29/07/2022 - 4:30
Chame de compensação histórica, de vantagem democrática ou, como definiu a filósofa americana Angela Davis “um movimento que altera toda a estrutura social”, as políticas de inclusão social, em especial de pretos, pardos e indígenas se proliferaram no mundo ao fim dos anos 1970, mas só foram regulamentadas no Brasil há dez anos. Em 2012, uma determinação instaurou a chamada Lei de Cotas, que garantia que 50% das vagas em institutos e universidades federais fossem destinadas a pessoas de baixa renda, com proporções de raciais condizentes com a população de cada estado. De lá para cá, muita coisa aconteceu. O Brasil passou de potência para incerteza mundial e a economia deu um voo de galinha. Agora, chegada a hora de o Congresso Nacional avaliar os resultados do que foi feito até aqui e ajustar seus caminhos futuros, parlamentares se dividem entre os de discursos rasos e os lacradores de plantão.
Mas é preciso encarar os fatos. Mais pessoas nas universidades significa mão de obra mais qualificada e remunerações melhores. Um estudo do Sindicato de Mantenedoras dos Estabelecimentos de Ensino Superior (Semesp) revelou que o diploma eleva em até 182% a renda mensal do cidadão, ou pelo menos deveria elevar.
Com a crise que começou em 2014 e se alonga até agora, boa parte da década da inclusão foi marcada por altos índices de desemprego, inflação alta e renda reduzida. Isso significa que correr para oferecer vagas sem dar ao aluno cotista condições de brigar em pé de igualdade no mercado de trabalho é secar gelo. E o resultado é visto dentro da universidade. A evasão entre os cotistas gira em torno de 28%, enquanto a média entre os não-cotistas é de 15%, segundo o IBGE. A evasão é maior quando o aluno é negro.
Armado desse tipo de dado deputados conservadores explicam a ineficiência da política de cotas culpando o aluno, e não o sistema.
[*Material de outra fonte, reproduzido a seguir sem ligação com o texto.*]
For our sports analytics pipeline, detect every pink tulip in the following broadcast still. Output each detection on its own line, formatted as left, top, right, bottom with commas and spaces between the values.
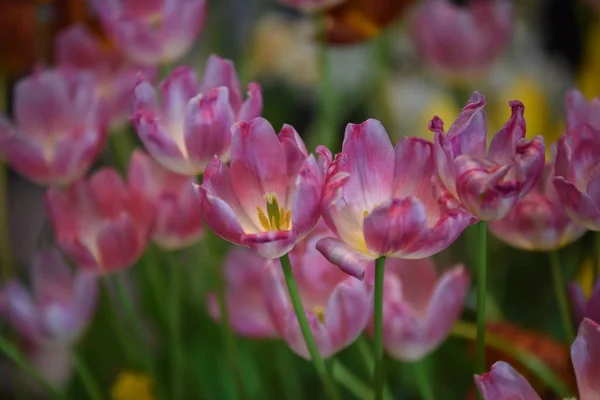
489, 164, 586, 251
317, 120, 471, 278
569, 280, 600, 324
198, 118, 323, 258
4, 250, 97, 345
554, 91, 600, 231
90, 0, 207, 67
55, 25, 156, 130
127, 150, 204, 250
279, 0, 346, 12
410, 0, 515, 76
264, 224, 373, 359
430, 92, 545, 221
46, 168, 154, 273
0, 69, 106, 185
208, 246, 281, 338
132, 56, 262, 176
475, 319, 600, 400
365, 258, 470, 361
A economista e consultora Ana Paula Debiazi, CEO da Leonora Ventures, afirma que análise precisa ter contexto social, já que ricos e pobres têm condições distintas de permanecer por quatro anos ou mais na mesma graduação. “As cotas existem porque há um problema no ensino básico”, disse. De fato, a cota está atrelada a uma defasagem do ensino público e talvez a revisão da atual política devesse escolher novas réguas e métricas.
NA PRÁTICA Na última década a Lei de Cotas ajudou a reduzir o abismo entre ricos e pobres, entre pretos e brancos, entre maiorias e minorias nos espaços acadêmicos. Em 2012, os egressos de escolas públicas nas instituições contempladas foram de 55% das vagas. Em 2016, chegaram a 63%. No grupo classificado como de pretos, pardos e indígenas, subiu de 27% para 38% no mesmo período. A economista Fernanda Estevan, da Fundação Getulio Vargas (FGV), entende que o principal resultado da política foi redefinir o perfil das universidades e gerar grande impacto na vida social de muitos cotistas. Pelas contas do IBGE, entre 2010 e 2019 houve aumento de quase 400% no número de alunos pretos e pardos nas instituições de ensino superior no Brasil, algo que quando as cotas eram apenas voltadas para questões de renda não acontecia.
Para o economista João Beck, sócio da consultoria BRA, a diversidade que ocorre dentro do ambiente universitário transborda para o ambiente corporativo. “As ações afirmativas são carregadas de medo e preconceito. Mas conforme aparecem os resultados positivos, a aceitação do público melhora”, disse. Mas se a estatística não mente, é preciso olhar como esses diplomas são recebidos no mercado de trabalho. Em 2021, segundo o IBGE, pessoas pretas, pardas ou indígenas com curso superior ganharam, em média, 31% menos que os brancos. A redução chega a 36% quando recortada só as mulheres.
54% da população tem a pele preta ou parda mas, diz o IBGE, os brancos têm o dobro de chances de obter um bom emprego
No meio desses desafios, nossos deputados e senadores deveriam estar fazendo audiência pública e avaliando o que deu e o que não deu certo na última década. Mas esse assunto, em ano eleitoral, não parece apetecer ninguém. Para a coordenadora do Programa Mestre em Diversidade Inclusiva (MDI), Samanta Lopes, enquanto tratarmos a educação como gasto, será difícil sentir avanços. “Ainda há um longo caminho”, afirmou. Longo como o que percorreu a gigante escritora brasileira Carolina de Jesus, em O Quarto do Despejo. “Não digam que fui rebotalho, que vivi à margem da vida/ Digam que eu procurava trabalho, mas fui sempre preterida. / Digam ao povo brasileiro que meu sonho era ser escritora, mas eu não tinha dinheiro para pagar uma editora.”